Why caring for milk teeth is so important

As you probably know, milk teeth are the first teeth in the human dentition. They play an important role in the development of our body. For this reason, lack of attention to daily dental care and hygiene can have unforeseen consequences for you and your child, even in childhood. In today's blog post, we explain why milk teeth have an important function in the growth of the body.

How are milk teeth structured?

The first teeth in the human dentition are milk teeth. Both you and your child grow incisors from the first year of life. By the second year of life, the milk teeth are completely formed.
There are now a total of 20 teeth. These include 10 teeth each in the upper and lower jaw. They are divided into 4 incisors, 4 molars and 2 canines.

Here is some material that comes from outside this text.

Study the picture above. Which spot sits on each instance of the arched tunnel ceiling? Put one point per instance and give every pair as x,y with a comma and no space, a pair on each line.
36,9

Beginning of care and was everything part of meaningful care?

It is important that you take care of your child when the first milk teeth erupt. This care includes, for example, brushing teeth at least once or even more sensibly twice a day. When your child has reached the age of 2, at the latest, the sensitive milk teeth should be cleaned in the evening and in the morning.

Gauze cloths or cotton buds can be helpful to support the care of babies. A very small children's toothbrush such as our emmi®-dent ultrasonic toothbrush or our emmi®-dent bamboo toothbrush for children in combination with a very small portion (pea size) of our special children's toothpaste also support thorough tooth cleaning in children.

Which deciduous tooth damage can be prevented?

If milk teeth are not cared for properly, there is a risk that the first teeth may develop caries in addition to the typical enamel discolouration. In extreme cases, they may even have to be extracted. If this results in complicated treatments, your child may suffer a milk tooth trauma.

Milk teeth not only play an important role in development. They also have special features that go far beyond the grinding of food. For example, if one of the milk teeth is missing, the neighbouring teeth may shift. They shift into the gap that opens up, which can then lead to the existing tooth having no space underneath. It can no longer develop further, let alone grow healthily. Misaligned teeth can not only cause visual impairment, but also pain and many other consequences.

Your incisors, for example, are responsible for the acquisition of speech. They are essential for the correct pronunciation of sibilants. If the incisors are missing, speech defects can occur.